Le ministre rwandais de l’Unité et de l’Engagement civique, Dr Bizimana Jean Damascène, a participé à l’événement.
Dans son allocution de réconfort des survivants, le ministre Bizimana a déclaré que l’expression ’’ tentative de génocide ’’ ne devait plus être utilisée.
’’ Il n’y a pas de tentative de génocide, un génocide est un génocide, cessez d’utiliser le mot tentative’’, a-t-il insisté.
Il a expliqué que le génocide découle de l’intention de tuer des personnes en raison de leur appartenance ethnique, et non du nombre de personnes tuées.

’’ Lorsque cette intention existe et qu’elle est mise à exécution, il s’agit d’un génocide. Le génocide contre les Tutsi a commencé en 1990. Ce n’est qu’en 1994 qu’il a été mené à son terme et que la communauté internationale l’a reconnu’’, a rappelé le ministre Bizimana.
Les Tutsi qui s’étaient réfugiés sur la colline de Rebero, dans le secteur de Mayange, ont été tués le 13 avril 1994 par des soldats de Gako et des Interahamwe, qui les ont abattus à l’aide d’armes à feu et traditionnelles. Cette date est considérée comme jour fatidique par les rares rescapés de ces massacres
Le district de Bugesera a été l’un des épicentres les plus meurtriers du génocide contre les Tutsi en 1994. Il a été caractérisé pendant longtemps par une violence extrême et des massacres planifiés sur une longue durée.
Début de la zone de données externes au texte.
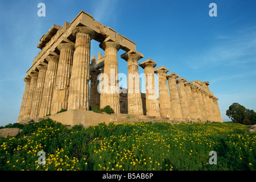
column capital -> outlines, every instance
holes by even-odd
[[[204,93],[206,96],[210,96],[210,94],[208,93],[208,92],[202,90],[202,92]]]
[[[143,69],[145,69],[147,67],[155,68],[156,65],[157,63],[155,63],[155,61],[151,60],[151,59],[148,59],[139,64],[139,66],[140,66]]]
[[[57,46],[57,49],[61,51],[62,49],[71,49],[72,51],[75,50],[75,45],[70,43],[60,43]]]
[[[185,86],[192,86],[192,82],[191,81],[186,81],[184,83],[184,85]]]
[[[184,84],[186,81],[187,81],[187,80],[186,78],[184,78],[183,77],[180,77],[176,79],[176,83],[177,84]]]
[[[216,97],[214,96],[213,97],[213,100],[215,100],[216,101],[218,101],[219,100],[219,99],[218,98],[217,98]]]
[[[59,55],[57,56],[46,56],[46,57],[45,57],[45,59],[46,60],[46,61],[48,61],[48,63],[53,61],[58,61],[59,60]]]
[[[31,78],[27,78],[27,77],[25,77],[24,79],[23,79],[23,80],[24,80],[24,81],[25,81],[26,83],[29,83],[29,82],[30,82]]]
[[[178,75],[175,73],[174,73],[174,72],[166,75],[166,78],[167,79],[169,79],[169,78],[173,78],[176,79],[177,78],[178,78],[179,77],[179,75]]]
[[[154,69],[154,72],[155,73],[163,73],[165,75],[169,71],[169,70],[164,66],[162,66]]]
[[[99,74],[101,73],[101,71],[95,68],[93,68],[90,69],[90,72],[91,74],[94,74],[94,73]]]
[[[208,85],[210,85],[210,83],[209,83],[209,82],[208,81],[202,82],[202,83],[205,84],[207,86],[208,86]]]
[[[75,37],[78,32],[89,34],[91,40],[93,39],[95,36],[94,31],[91,28],[85,26],[78,26],[72,30],[72,35]]]
[[[37,73],[30,73],[29,75],[30,77],[36,77],[38,76],[38,72]]]
[[[39,65],[36,67],[37,69],[38,69],[39,71],[40,70],[46,70],[47,69],[47,65]]]
[[[118,43],[115,42],[111,41],[103,42],[100,43],[99,46],[104,51],[105,51],[106,48],[109,47],[116,48],[117,51],[118,51],[121,48],[120,45]]]
[[[121,57],[126,61],[127,61],[129,59],[136,59],[138,61],[144,57],[144,55],[138,51],[130,50],[123,53]]]
[[[191,89],[192,90],[198,90],[198,87],[197,85],[192,84],[192,85],[191,85]]]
Les atrocités y ont été particulièrement intenses, avec le début du mois d’avril 1994.
La région de Bugesera avait déjà connu des massacres de Tutsi dès 1992, servant d’expérimentation générale pour préparer le génocide de 1994.

Les tueurs ont agi avec une grande brutalité, ne laissant que peu de survivants dans certaines zones, comme rapporté par des témoignages locaux.
Ces massacres perpétrés au Bugesera en 1994 font partie intégrante des preuves de la planification du génocide commis contre les Tutsi.
Aujourd’hui, le district de Bugesera se reconstruit, les rescapés étant souvent cités comme exemple de réconciliation et de résilience malgré les atrocités subies. Selon les statistiques, plus de 50 mille Tutsi ont été massacrés dans les 3 anciennes communes de Bugesera, à savoir Kanzenze, Ngenda et Gashora.